Dancing with the Ego
I’ve read alot of books on spirituality, and a big chunk of them vilify the ego. A certain line of teaching says that the ego is selfish, controlling, paranoid, power hungry, uninformed, cruel, vindictive, anxious, and obsessive. The common connotation of the word “ego” in modern times is derogatory and negative.
However, I’ve been reading Anita Moorjani’s new book, Sensitive is the New Strong, and she takes a different approach, one that makes much more sense to me than deeming the ego defective and not worthy of attention.
Moorjani’s observation is that the ego is a necessary part of all of us, and is especially important for those of us who are people-pleasers who take care of everyone but themselves:
Moorjani distinguishes between a healthy ego as described above and an egocentric construct, the latter ignoring the other parts of the self. She believes that most people use ego and egocentric interchangeably, to the detriment of those who need a healthy ego in order to care for themselves and those around them.
I have to agree with her.
The ego doesn’t need to be squashed, it just needs a dance partner.
Here’s an example from my recent trip to Greece.
After a morning run along the Acropolis, I followed a path to the north, where a young man in a baseball hat was waiting for me.

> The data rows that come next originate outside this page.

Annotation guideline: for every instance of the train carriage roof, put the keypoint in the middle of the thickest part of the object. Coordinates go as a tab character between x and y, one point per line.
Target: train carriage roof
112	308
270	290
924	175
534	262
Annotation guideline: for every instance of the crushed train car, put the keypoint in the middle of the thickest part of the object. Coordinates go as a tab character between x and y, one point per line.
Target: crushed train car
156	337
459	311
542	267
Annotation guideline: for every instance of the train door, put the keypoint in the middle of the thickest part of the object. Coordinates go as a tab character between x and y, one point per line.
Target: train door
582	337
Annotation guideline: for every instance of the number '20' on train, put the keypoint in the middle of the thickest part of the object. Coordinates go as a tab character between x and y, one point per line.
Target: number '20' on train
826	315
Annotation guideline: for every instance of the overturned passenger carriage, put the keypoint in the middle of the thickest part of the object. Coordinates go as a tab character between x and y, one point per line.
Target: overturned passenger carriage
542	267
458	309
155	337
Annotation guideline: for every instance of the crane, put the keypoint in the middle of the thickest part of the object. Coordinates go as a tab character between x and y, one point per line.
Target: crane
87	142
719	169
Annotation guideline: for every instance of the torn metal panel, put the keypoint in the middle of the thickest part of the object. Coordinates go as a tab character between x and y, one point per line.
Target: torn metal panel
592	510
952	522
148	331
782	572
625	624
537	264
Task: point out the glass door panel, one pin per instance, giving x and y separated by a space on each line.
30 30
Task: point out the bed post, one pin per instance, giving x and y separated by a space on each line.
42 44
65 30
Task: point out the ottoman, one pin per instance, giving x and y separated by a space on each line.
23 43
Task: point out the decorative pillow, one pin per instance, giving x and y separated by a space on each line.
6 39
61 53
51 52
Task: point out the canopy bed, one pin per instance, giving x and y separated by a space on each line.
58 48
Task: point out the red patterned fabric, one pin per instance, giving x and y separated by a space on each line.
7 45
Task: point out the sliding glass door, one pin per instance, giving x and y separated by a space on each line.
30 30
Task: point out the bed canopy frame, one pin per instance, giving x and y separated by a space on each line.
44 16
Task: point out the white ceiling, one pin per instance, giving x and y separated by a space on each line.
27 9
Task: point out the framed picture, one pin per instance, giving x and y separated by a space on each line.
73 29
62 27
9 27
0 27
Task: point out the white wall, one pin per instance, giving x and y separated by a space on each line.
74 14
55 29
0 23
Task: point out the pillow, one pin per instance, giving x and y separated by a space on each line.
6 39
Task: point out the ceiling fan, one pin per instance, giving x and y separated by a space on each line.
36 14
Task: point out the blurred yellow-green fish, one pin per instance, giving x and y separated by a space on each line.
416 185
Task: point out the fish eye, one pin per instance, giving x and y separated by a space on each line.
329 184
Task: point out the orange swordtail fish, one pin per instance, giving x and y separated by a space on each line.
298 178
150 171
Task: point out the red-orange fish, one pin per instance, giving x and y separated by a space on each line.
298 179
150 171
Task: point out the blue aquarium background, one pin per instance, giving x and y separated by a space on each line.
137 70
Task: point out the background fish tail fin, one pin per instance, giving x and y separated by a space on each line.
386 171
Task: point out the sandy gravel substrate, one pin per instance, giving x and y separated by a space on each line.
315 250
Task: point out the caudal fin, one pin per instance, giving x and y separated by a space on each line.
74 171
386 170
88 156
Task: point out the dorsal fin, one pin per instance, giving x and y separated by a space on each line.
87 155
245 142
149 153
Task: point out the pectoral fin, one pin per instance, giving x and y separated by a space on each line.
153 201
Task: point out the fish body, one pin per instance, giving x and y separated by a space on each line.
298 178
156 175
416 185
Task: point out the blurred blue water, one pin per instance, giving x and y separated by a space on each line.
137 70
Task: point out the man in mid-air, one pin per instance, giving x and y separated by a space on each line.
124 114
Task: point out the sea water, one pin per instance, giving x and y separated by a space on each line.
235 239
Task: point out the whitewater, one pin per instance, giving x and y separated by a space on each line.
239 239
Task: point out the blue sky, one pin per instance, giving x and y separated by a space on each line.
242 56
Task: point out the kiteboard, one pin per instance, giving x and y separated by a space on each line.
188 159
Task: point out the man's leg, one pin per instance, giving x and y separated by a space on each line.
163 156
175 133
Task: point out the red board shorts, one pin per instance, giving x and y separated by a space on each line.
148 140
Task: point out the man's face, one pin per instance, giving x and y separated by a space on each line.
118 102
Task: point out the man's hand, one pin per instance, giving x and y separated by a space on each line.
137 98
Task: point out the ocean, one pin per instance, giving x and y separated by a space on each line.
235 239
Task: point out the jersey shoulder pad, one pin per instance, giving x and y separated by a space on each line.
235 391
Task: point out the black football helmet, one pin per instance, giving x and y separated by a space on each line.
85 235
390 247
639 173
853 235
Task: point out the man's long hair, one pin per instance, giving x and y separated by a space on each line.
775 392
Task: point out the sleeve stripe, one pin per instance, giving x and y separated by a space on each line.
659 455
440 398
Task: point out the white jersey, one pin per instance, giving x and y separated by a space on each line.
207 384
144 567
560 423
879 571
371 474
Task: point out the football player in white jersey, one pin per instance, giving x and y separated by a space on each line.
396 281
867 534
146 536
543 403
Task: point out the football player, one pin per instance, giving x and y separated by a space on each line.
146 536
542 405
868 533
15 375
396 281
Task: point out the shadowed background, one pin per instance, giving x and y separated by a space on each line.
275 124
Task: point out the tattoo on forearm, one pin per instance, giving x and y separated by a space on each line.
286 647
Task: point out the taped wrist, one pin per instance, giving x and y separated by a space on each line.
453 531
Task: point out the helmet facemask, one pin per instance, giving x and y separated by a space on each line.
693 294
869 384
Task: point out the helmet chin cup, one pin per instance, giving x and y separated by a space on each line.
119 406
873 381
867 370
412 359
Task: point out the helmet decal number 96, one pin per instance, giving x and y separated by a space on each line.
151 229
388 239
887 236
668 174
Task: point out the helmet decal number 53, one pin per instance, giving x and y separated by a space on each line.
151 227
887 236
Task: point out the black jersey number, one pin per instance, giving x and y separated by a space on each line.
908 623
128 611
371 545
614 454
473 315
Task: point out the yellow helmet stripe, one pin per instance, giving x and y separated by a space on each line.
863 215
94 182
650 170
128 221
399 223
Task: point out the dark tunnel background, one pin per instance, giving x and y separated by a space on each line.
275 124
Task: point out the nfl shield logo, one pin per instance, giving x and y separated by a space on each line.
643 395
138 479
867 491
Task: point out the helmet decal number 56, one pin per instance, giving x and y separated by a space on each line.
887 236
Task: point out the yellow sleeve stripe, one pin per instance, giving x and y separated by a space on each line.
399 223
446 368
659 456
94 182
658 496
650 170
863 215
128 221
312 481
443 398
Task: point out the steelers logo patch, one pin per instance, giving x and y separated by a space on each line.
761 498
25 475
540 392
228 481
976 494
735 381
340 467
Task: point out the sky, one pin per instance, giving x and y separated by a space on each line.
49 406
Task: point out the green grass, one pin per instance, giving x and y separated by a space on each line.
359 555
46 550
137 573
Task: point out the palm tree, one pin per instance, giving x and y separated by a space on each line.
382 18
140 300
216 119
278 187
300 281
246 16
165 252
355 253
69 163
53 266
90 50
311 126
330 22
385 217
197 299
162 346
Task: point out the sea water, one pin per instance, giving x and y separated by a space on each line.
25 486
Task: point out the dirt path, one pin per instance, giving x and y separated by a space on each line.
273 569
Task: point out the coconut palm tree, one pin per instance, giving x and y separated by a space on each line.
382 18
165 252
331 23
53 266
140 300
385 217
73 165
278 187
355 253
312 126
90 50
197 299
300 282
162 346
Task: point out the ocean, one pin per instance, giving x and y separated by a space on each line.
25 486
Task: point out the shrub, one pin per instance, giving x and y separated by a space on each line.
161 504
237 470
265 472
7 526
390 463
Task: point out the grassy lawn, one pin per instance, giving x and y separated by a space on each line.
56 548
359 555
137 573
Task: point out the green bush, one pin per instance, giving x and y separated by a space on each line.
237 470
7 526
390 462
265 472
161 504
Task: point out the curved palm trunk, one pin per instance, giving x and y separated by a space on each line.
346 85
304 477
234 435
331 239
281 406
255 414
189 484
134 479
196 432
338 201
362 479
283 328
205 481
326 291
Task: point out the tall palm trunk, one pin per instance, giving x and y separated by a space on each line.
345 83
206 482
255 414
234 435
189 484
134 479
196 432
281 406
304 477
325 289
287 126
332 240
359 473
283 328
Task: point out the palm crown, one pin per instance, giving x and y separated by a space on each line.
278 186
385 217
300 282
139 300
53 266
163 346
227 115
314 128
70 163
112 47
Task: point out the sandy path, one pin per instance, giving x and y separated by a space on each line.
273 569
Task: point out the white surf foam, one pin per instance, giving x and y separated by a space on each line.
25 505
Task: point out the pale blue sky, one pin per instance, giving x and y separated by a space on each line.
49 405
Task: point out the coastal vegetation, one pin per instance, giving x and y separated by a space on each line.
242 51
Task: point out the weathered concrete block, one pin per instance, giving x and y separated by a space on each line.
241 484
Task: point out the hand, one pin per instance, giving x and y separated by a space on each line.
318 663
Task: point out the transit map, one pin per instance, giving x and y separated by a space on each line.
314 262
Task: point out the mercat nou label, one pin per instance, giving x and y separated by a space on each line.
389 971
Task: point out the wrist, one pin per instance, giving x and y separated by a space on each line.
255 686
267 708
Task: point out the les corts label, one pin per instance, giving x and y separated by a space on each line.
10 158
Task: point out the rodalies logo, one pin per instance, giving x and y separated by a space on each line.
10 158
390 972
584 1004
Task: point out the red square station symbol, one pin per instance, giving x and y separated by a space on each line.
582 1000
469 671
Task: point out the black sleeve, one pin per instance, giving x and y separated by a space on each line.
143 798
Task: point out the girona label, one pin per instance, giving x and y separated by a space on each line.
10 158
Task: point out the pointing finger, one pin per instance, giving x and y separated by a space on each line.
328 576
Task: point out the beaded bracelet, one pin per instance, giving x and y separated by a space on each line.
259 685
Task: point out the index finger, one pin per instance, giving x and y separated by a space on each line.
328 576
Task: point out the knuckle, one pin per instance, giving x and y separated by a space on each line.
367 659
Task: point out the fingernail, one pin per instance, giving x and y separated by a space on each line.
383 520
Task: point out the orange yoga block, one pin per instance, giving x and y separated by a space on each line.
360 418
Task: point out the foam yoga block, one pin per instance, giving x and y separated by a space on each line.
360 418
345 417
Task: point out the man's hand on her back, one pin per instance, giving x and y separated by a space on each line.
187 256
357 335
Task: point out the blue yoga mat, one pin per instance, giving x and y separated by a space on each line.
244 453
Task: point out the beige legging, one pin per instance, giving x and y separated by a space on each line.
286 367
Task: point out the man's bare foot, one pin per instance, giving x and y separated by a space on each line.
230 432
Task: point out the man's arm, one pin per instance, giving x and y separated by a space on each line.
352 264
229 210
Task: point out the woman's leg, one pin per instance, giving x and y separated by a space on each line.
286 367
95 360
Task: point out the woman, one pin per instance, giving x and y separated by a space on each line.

He had the most beautiful smile and was very friendly. He said he was from Kenya and had a lovely lilting accent. He invited me to hear his reggae band at a local restaurant that evening.
He also gave me directions (even though I didn’t ask) and wanted to put a friendship bracelet around my wrist. I tried to decline, saying I had no money (obviously, I was in running clothes with no visible purse), but he said, I don’t want your money, this is my gift to you, and it is free.
He said a prayer blessing while he tied it on my wrist.
It was very sweet and I wished him a good day as I skipped down the steep steps back toward the Monastiraki flea market. The more I thought about the interaction, however, I began to fear that I had just been marked or suckered into something sinister. Was someone going to jump me because I now looked like a gullible tourist sporting a bright blue friendship bracelet? Had I just been marked as a victim/target/prey? Did this bracelet have a GPS tracker in it?
That was my ego talking.
Then I got mad at myself for second-guessing what had been a pleasant experience of connection.
However, the ego is nothing if not relentlessly overthinking, and I kept running imminent attack scenarios in my head. Sheesh!
I asked God to give me a sign if this experience was really a blessing and not the precursor to a scene from the movie Taken. I was thinking that I would like to see a butterfly, as those are usually God signs for me.
Nothing happened.
Now I was really getting freaked out.
Just as I was about to rip the bracelet off and sprint for my life back to my apartment, I turned a corner and there was a painting of a smiling bumblebee on the stone wall of the opposite building. There were words (in English) stenciled above the fuzzy painting: BEE HAPPY.
Hallelujah! The waves of relief were palpable.
(PSA - ask for a sign, expect a sign, and you will get a sign better than you imagined).
Ok, thanks, God/Universe/Creator/Holy Spirit! I was so overwhelmed with gratitude that I felt my eyes tearing up.
I then walked through the Monastiraki market, where the vendors were just opening up, and everyone seemed to be calling out for me to buy a bag or a hat or a wallet or a souvenir. No one else was being solicited so aggressively, and again, I didn’t even have a purse - just a t-shirt and running shorts.
I looked down at my wrist. I was dressed in muted grey, with dark running shoes and socks. The one thing that stuck out was the bright blue and white friendship bracelet that my new-found friend had just blessed me with.
EVERYONE was trying to get me in their stores, and I saw the vendors staring at my wrist as I walked with the throngs of early morning shoppers. I calmly stepped into a shop that was so crowded that I was not noticed, took off my bracelet, shoved it in my back pocket, and walked back up the street, out of the flea market. The high-pressure solicitations stopped almost immediately.
I had decided to let my ego have a little dance with my soulful self.
I accepted the blessing and the beauty of that moment when another human gave me a gift, as just that - a gift. Not a setup, not a ruse, but a gift.
I was right to “bee happy” but that didn’t mean that I should throw out my ego like I almost threw out the bracelet.
As my ego and higher self engaged in a dance, I serenely decided to accept the gift but not to draw attention to myself while walking through a crowded market.
When you dance with the ego, you don’t reject the gifts of the spirit, and you don’t condemn the ego for trying to protect you.
In that moment, I appreciated the ego for its contributions and the higher self for the blessings. In this case, my ego contributed a little common sense, my higher self allowed me to see the beauty in a moment of connection, and I benefited from the balance of the dance.
Have you experienced the balance between the ego and the higher conscious self? If not, I’d love to hear what happens when you let them dance!